Disentangling Complex Interactions and Feedbacks Among Droughts, Fires, and Snowpack in the Western U.S. by Integrating Observations and Models
This project’s goal is to quantify the complex interactions and feedbacks between droughts, fires, and snowpack in the western U.S. by integrating observations and models. This will help improve predictions and projections of drought characteristics and impacts.
Droughts have significant impacts on climate and human systems, causing substantial damages to the environment and socio-economic development. Snowpack and fires, two key elements affecting hydroclimatic and socio-economic systems, can interact with and feed back to droughts in complicated ways, particularly in the western U.S. For example, observations (e.g., Abatzoglou and Kolden, 2013) have shown strong correlations between burned area and drought index, snow water equivalent, and soil moisture over the Rocky Mountains in the past decades.
Moreover, western U.S. droughts have become more frequent and this trend is expected to continue, along with increasing fires and declining snowpack.
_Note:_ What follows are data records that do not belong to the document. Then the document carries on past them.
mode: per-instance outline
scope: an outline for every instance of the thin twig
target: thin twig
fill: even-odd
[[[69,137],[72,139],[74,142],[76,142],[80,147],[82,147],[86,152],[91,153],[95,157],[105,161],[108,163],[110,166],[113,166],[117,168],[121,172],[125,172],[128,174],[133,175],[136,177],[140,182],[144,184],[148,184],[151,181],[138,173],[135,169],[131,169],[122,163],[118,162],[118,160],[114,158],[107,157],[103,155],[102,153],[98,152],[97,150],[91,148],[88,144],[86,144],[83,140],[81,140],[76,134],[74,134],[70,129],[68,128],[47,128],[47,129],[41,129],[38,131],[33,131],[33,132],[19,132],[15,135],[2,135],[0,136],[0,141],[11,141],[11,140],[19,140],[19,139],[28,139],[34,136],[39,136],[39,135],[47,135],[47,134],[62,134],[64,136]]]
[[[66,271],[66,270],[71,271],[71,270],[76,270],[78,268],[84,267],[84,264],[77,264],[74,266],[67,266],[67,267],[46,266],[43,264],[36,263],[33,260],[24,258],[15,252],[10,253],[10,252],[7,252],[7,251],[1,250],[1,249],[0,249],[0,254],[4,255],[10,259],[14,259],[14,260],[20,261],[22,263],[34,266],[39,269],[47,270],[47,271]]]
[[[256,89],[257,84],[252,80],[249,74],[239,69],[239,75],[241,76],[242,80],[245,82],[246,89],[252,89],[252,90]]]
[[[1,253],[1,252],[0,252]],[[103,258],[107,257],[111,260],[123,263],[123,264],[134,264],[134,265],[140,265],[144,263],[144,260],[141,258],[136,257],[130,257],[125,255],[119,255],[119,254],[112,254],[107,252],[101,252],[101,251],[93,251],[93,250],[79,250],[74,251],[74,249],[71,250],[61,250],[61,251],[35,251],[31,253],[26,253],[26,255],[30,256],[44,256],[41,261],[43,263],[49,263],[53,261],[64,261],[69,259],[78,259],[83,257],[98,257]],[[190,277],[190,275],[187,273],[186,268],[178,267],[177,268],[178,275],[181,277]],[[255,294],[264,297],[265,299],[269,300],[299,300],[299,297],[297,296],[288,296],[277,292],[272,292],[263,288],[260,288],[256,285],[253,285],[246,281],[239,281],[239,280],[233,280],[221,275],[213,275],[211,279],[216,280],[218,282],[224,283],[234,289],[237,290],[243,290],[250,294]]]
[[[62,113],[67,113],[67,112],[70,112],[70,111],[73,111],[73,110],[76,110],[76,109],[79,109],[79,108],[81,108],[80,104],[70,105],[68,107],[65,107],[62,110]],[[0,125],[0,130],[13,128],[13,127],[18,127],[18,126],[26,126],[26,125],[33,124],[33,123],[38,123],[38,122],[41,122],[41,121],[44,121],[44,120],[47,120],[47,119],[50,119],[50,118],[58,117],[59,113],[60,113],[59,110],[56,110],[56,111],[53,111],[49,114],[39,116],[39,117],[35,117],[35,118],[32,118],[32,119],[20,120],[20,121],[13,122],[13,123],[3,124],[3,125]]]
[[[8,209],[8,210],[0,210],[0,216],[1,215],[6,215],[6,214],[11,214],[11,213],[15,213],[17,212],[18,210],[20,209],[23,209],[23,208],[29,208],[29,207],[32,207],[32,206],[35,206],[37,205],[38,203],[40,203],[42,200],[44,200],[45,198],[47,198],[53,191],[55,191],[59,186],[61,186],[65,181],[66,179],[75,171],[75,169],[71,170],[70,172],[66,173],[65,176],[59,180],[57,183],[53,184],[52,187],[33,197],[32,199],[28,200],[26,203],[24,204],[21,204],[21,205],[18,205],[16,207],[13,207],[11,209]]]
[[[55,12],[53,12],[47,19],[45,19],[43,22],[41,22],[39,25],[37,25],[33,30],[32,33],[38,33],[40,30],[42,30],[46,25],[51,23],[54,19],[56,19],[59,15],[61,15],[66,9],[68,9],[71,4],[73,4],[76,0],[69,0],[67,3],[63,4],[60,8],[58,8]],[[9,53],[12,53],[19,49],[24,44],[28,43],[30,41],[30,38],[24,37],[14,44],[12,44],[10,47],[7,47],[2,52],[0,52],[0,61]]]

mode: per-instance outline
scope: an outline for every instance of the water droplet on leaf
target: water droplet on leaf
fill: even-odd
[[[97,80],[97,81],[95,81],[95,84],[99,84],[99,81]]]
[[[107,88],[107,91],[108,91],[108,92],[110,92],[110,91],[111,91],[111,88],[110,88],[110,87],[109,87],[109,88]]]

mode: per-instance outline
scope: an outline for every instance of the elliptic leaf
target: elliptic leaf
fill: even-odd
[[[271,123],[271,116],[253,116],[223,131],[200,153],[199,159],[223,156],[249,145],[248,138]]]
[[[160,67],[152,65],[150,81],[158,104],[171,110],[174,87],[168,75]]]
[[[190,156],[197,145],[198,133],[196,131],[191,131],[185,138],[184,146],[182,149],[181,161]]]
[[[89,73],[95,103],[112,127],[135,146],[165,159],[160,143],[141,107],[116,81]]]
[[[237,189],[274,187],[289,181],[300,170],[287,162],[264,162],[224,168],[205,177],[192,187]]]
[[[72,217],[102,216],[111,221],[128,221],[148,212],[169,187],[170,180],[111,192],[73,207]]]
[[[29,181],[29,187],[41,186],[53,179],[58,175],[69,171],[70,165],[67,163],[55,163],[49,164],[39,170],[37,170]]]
However, our current understanding of the interactions and feedbacks among droughts, fires, and snowpack is still very limited, which hinders accurate predictions and projections of U.S. droughts and related hydroclimatic and socio-economic effects.
This project will address three key scientific questions and tasks:
- What are the quantitative characteristics and relationships of droughts, fires, and snowpack evolution in the western U.S. based on observations?
- How well do state-of-the-art models capture the characteristics and relationships of droughts, fires, and snowpack evolution in the western U.S.?
- What are the mechanisms for drought-fire-snowpack interactions and feedback in the western U.S.?
This project is part of the MAPP/NIDIS supported Drought Task Force IV.
For more information, please contact Amanda Sheffield (amanda.sheffield@noaa.gov) and Marina Skumanich (marina.skumanich@noaa.gov).
Research Snapshot
What to expect from this research
- Peer-reviewed publications describing study results, as well as presentations to the scientific community, including:
- Tang, Wenfu, Cenlin He, Louisa Emmons, and Junzhe Zhang. 2024. "Global expansion of Wildland-Urban Interface (WUI) and WUI fires: Insights from a multiyear Worldwide Unified Database (WUWUI)." Environmental Research Letters, March 8, 2024.
- Abolafia-Rosenzweig, Ronnie, Cenlin He, and Fei Chen. 2022. "Winter and spring climate explains a large portion of interannual variability and trend in western U.S. summer fire burned area." Environmental Research Letters 17(5), April 29, 2022.
- Improved understanding of interactions and feedback among droughts, fires, and snowpack in the western U.S.
- Enhanced version of the community Noah-MP land surface model coupled with WRF-chem that is able to capture the key interactions among droughts, fires, and snowpack processes. Descriptions of the new model capabilities will be added to the existing technical documentation publicly available online
- A drought prediction model based on observations and machine learning tools for future application and advancement in drought monitoring, warning, and prediction systems.